Our tradition is a great treasure that has sustained our people for thousands of years and education is the key to unlocking this trove. However, we don’t simply hand the key over to our students. The verse continues, “לֹא בַשָּׁמַיִם, הִוא: לֵאמֹר, מִי יַעֲלֶה-לָּנוּ הַשָּׁמַיְמָה וְיִקָּחֶהָ לָּנו, it is not in the Heavens, so you shouldn’t ask, ‘who is going to go up to the Heaven and get it for us?’” The end of the verse is a challenge against the need for an emissary. That those accessing the material do not need to send someone else to retrieve the Torah for them. This is a clear allusion to the fear that B’nai Yisrael must be feeling as they begin to imagine a world without Moshe, their teacher and their previous emissary to God. With our students it is the same way.

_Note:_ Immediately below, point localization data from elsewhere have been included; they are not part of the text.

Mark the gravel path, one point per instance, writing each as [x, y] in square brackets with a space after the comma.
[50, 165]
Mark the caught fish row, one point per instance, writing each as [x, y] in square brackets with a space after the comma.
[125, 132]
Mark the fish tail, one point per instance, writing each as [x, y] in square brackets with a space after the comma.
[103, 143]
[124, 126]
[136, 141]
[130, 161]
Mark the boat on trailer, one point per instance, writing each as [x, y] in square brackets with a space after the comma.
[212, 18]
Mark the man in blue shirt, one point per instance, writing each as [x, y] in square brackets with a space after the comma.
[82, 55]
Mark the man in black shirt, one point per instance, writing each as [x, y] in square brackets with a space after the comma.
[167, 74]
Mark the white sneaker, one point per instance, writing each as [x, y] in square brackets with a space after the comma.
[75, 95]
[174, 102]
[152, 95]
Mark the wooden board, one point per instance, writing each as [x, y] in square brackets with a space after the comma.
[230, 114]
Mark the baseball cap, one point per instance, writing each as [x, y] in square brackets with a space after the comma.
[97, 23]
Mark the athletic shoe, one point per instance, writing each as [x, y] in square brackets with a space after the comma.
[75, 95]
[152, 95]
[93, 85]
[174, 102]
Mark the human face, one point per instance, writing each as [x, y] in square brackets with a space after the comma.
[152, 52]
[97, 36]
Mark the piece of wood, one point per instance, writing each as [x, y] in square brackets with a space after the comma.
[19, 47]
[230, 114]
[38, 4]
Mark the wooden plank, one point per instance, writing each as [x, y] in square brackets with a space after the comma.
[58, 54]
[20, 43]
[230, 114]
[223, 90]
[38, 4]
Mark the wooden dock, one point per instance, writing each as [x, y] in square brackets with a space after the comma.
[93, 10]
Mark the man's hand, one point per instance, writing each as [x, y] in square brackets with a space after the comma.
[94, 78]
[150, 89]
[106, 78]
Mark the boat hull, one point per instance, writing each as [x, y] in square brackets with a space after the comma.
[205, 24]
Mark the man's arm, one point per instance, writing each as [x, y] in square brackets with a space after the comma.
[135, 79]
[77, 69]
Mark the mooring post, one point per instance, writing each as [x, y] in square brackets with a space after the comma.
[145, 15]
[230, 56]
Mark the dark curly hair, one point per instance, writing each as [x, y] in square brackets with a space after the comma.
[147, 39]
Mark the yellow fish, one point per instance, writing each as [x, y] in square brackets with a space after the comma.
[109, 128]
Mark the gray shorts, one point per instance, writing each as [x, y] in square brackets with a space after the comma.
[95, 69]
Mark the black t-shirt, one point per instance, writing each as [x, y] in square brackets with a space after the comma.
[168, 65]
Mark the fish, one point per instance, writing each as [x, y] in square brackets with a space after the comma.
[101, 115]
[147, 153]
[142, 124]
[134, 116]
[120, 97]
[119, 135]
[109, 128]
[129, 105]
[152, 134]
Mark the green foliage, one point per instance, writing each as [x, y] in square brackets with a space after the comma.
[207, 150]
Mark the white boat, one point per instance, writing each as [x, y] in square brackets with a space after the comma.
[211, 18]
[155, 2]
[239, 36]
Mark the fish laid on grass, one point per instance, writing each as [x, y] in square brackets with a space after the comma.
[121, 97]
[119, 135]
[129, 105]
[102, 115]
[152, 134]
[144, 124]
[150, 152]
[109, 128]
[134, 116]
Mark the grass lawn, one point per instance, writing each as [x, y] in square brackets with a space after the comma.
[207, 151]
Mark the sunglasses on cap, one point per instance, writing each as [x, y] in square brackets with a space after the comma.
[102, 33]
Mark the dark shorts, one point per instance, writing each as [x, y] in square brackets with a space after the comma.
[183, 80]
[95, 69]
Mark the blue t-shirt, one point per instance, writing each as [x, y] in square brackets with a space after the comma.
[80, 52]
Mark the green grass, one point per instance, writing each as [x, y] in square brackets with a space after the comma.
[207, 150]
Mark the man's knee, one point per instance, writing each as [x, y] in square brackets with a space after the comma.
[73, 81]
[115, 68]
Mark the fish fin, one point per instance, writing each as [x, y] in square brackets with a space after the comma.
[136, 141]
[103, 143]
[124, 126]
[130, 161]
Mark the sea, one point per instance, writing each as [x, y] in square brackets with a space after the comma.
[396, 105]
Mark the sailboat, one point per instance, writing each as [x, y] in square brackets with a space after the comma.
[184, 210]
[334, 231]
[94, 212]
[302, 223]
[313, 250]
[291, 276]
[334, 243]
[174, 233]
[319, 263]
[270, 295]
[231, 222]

They don’t need us to give them the Torah, they need the tools and the skills to uncover our tradition for themselves.
This thought continues in verse 14, “כִּי-קָרוֹב אֵלֶיךָ הַדָּבָר, מְאֹד: בְּפִיךָ וּבִלְבָבְךָ, לַעֲשֹׂתוֹ, it is actually very close to you, in your mouth, in your heart, that you can do it.” Our students are the natural inheritors of our tradition, it is a part of who they are, and our sacred task, as teachers, is to help them to discover their inheritance. The Torah is a living, breathing entity that requires every new generation to care for and nurture her essence. We don’t give them Torah, we don’t even really teach them Torah, instead we support them in their journey to uncover their own Torah.
The Jewish guideposts of our school’s Strategic Plan are our guiding principles in this work. We believe that through immersing our students in a depth of knowledge, connected with the joy of discovery, and by including every student in the process, that they will find purpose & meaning and realize that the Torah is not far away, but deep within them.
On behalf of the entire faculty, staff and administration, we are excited to embark on the coming year of discovery, growth and connection with you and your students. We all wish you and your families a Shanah Tovah: a Happy 5779 and an enriching new school year!